Our campaigning work continued with two open meetings, one for TV fiction directors, the other to discuss the work of the BAME Directors campaign. And there was an awful lot to discuss, as the middle of November had seen the release of our long-awaited report into the number of BAME directors working in UK television. UK Television: Adjusting the Colour Balance revealed the shocking statistic that only 1.5% of UK television is made by a BAME director (REPORT). We asked a number of BAME directors for their response to the findings; rather damningly, they mostly told us that they were unsurprised and had numerous stories about the discrimination they’d faced within the industry (ARTICLE). Our report was a key area of discussion at BAFTA’s Diversity in Television event hosted by Lenny Henry (ARTICLE).

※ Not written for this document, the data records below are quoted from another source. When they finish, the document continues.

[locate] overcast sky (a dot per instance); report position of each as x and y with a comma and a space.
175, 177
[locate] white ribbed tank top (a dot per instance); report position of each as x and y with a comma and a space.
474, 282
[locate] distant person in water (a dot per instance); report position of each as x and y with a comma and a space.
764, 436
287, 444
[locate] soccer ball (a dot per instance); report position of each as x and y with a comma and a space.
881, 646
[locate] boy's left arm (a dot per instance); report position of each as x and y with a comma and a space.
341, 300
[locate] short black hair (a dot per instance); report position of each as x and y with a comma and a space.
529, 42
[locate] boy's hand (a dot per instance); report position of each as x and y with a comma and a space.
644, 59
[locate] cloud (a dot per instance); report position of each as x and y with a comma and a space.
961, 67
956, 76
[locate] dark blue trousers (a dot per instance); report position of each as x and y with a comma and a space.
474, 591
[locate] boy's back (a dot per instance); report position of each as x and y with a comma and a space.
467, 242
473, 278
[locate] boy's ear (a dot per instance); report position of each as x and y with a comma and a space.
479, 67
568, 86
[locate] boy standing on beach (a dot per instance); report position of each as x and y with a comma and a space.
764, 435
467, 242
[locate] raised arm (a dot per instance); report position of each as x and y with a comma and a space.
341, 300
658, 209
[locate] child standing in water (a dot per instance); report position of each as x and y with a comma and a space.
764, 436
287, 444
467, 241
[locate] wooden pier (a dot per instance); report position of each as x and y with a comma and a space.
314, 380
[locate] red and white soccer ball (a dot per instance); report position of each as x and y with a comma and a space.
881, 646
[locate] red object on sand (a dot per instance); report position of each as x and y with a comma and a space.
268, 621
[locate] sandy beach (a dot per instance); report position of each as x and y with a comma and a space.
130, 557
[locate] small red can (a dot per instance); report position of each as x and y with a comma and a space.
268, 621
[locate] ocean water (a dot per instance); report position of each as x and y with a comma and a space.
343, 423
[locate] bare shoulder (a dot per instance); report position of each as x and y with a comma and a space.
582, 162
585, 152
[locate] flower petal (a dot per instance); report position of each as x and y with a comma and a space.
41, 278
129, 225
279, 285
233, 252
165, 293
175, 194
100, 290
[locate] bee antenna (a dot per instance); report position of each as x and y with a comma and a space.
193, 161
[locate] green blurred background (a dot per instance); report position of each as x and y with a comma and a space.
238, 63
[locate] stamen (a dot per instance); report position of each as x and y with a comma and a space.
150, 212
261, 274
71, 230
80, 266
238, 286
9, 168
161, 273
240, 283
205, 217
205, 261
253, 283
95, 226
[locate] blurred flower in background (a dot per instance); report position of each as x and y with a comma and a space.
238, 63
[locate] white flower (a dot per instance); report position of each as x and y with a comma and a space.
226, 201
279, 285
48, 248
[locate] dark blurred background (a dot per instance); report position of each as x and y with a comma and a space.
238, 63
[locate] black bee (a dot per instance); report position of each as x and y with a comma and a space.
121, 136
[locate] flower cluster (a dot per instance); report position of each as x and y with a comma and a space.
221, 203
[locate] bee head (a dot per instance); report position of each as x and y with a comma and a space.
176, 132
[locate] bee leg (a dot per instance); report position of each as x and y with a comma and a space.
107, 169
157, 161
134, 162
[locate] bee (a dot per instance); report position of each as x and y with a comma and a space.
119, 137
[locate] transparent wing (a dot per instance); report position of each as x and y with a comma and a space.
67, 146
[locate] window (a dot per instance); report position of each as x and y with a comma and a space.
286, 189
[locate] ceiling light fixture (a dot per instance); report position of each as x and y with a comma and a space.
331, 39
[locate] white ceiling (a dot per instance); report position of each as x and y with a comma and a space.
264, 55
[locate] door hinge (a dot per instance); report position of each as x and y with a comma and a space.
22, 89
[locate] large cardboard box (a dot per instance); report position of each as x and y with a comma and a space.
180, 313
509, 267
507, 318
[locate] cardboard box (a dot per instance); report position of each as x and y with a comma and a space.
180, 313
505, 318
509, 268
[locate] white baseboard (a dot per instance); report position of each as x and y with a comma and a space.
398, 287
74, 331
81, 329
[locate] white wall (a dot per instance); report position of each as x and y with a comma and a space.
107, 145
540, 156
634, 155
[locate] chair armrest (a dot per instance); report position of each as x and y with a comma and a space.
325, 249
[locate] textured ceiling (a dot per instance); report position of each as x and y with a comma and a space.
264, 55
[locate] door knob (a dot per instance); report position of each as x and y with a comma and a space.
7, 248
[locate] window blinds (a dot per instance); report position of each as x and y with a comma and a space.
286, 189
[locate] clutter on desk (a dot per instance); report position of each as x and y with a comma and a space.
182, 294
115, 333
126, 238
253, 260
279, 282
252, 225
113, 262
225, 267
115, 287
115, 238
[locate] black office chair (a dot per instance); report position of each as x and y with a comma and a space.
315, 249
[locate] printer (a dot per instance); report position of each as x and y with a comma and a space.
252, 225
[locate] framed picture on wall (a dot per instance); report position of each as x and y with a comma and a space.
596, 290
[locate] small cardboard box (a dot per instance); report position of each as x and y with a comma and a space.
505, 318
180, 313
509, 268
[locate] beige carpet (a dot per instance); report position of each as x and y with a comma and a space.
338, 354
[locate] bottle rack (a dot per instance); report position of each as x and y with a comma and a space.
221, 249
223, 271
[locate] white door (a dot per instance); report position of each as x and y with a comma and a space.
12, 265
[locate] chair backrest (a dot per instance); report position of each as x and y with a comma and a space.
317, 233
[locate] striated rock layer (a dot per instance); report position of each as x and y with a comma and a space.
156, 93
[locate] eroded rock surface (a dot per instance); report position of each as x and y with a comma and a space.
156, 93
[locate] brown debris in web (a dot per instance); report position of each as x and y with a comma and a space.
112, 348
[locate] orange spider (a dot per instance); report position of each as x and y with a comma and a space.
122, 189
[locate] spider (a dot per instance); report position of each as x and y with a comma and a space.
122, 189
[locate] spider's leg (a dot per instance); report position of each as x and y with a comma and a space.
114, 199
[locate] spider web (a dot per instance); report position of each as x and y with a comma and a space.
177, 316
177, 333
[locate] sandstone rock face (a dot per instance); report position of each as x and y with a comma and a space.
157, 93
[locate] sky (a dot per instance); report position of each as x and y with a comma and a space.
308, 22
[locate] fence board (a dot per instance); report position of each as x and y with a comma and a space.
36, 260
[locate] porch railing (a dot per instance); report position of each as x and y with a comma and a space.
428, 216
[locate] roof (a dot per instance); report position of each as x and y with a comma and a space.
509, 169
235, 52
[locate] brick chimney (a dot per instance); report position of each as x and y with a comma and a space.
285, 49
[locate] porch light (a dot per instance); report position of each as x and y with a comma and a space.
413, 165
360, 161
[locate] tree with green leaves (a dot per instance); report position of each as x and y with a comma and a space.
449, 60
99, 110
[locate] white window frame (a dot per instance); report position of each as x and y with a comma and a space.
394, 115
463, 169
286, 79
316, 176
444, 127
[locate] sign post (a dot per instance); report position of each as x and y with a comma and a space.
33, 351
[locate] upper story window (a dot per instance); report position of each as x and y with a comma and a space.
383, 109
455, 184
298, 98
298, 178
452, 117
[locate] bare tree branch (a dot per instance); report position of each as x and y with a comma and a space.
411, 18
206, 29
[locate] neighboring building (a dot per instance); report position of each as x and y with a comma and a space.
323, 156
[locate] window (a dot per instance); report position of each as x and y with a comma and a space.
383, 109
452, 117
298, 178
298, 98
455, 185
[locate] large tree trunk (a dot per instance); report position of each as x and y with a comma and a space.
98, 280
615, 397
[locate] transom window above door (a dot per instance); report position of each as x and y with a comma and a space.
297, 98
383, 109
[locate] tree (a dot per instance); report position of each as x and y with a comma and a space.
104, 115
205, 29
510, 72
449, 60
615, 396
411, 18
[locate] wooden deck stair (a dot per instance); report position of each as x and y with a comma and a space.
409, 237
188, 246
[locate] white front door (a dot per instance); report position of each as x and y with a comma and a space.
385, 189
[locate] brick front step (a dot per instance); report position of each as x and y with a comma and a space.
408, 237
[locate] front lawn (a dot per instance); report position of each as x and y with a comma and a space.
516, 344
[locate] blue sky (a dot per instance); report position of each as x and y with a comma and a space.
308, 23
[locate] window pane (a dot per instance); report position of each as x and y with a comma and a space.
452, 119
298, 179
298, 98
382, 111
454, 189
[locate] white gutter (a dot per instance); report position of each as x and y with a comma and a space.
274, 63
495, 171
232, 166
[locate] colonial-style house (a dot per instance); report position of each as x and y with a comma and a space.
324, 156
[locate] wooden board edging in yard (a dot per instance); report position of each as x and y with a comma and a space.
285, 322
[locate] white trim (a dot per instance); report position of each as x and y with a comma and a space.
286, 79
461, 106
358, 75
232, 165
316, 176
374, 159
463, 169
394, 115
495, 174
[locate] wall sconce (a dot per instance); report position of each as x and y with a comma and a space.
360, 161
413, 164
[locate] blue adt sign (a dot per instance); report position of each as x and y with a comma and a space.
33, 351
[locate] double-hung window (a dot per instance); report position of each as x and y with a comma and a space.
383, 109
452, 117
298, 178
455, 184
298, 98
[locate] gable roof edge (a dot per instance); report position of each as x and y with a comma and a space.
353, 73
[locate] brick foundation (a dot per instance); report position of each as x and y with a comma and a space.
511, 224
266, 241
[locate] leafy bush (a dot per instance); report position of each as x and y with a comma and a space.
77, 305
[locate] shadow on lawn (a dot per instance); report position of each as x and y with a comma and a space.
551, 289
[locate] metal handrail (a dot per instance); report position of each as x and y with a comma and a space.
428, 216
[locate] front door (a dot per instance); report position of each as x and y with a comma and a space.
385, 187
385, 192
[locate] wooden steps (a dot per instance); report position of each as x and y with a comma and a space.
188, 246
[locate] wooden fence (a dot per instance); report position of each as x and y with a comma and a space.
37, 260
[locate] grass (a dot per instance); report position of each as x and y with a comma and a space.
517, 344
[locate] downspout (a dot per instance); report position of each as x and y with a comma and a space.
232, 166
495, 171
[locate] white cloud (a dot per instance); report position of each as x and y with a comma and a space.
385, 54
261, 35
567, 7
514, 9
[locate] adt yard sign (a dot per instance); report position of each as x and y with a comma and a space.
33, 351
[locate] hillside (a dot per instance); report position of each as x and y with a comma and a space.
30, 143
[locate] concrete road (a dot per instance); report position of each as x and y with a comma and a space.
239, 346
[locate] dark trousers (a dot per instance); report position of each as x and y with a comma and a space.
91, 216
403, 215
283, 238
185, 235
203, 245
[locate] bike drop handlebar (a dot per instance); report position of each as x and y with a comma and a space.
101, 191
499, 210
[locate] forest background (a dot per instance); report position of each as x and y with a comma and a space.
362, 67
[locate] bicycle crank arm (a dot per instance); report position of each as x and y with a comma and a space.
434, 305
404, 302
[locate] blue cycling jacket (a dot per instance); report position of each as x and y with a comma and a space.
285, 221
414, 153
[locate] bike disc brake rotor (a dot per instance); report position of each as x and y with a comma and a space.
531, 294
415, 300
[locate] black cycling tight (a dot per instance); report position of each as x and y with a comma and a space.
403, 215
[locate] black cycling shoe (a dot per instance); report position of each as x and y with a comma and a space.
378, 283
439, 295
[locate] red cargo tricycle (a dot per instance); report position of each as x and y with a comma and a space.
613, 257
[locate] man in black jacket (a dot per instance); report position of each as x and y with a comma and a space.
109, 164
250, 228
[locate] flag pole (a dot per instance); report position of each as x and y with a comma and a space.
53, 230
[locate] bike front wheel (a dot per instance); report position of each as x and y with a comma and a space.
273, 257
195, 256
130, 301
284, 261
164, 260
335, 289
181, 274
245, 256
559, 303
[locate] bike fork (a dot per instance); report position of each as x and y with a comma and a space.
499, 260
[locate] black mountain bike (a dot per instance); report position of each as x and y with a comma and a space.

We’d written a great deal about last year’s Grierson Awards and the fact that very few women had been nominated, won awards or appeared on stage. So we were very pleased to report that things had improved at this year’s ceremony, with directors including Kim Longinotto, Laura Poitras, Rowan Deacon and Jane Pollard all picking up awards (ARTICLE). Ellen Husain wrote a wonderful article for us about the three year quest for the incredible whale hunt footage she shot for the opening episode of nature documentary The Hunt (ARTICLE). And finally, we launched yet another new training scheme, this time a Multi-camera Directors Training Programme.
The first ever winners of the brand new RTS Best Director awards were announced, with Julian Farino triumphing in the Director - Fiction category for Marvellous, and Colette Camden picked up the Director – Non Fiction award for What Do Artists Do All Day? (ARTICLE).
December started with even more exciting events. We hosted a special advance preview screening of The Danish Girl, followed by a Q&A with Oscar-winning director Tom Hooper (VIDEO, LIVE-TWEETS). Because one Oscar-winning director just isn’t enough we also held an In Conversation with… event with The Revenant and Birdman director Alejandro González Iñárritu (LIVE-TWEETS). The thing about Oscar-winning directors is that they’re very moreish, and so we also had a Q&A with the wonderful Danny Boyle following a screening of his new movie, Steve Jobs (LIVE-TWEETS). We also held a panel discussion on UK Film and Women Directors. Absolutely no Oscar-winning directors were present, but then with the number of women allowed to direct Hollywood films that’s hardly surprising. Let’s see what 2016 brings…
So that was the wild and wonderful 2015! We’ll be back next year, with more money to distribute, more campaigning, more fantastic events, more training opportunities, more incredible directors, more video, live-tweets, articles and other content. See you all for a jam-packed 2016.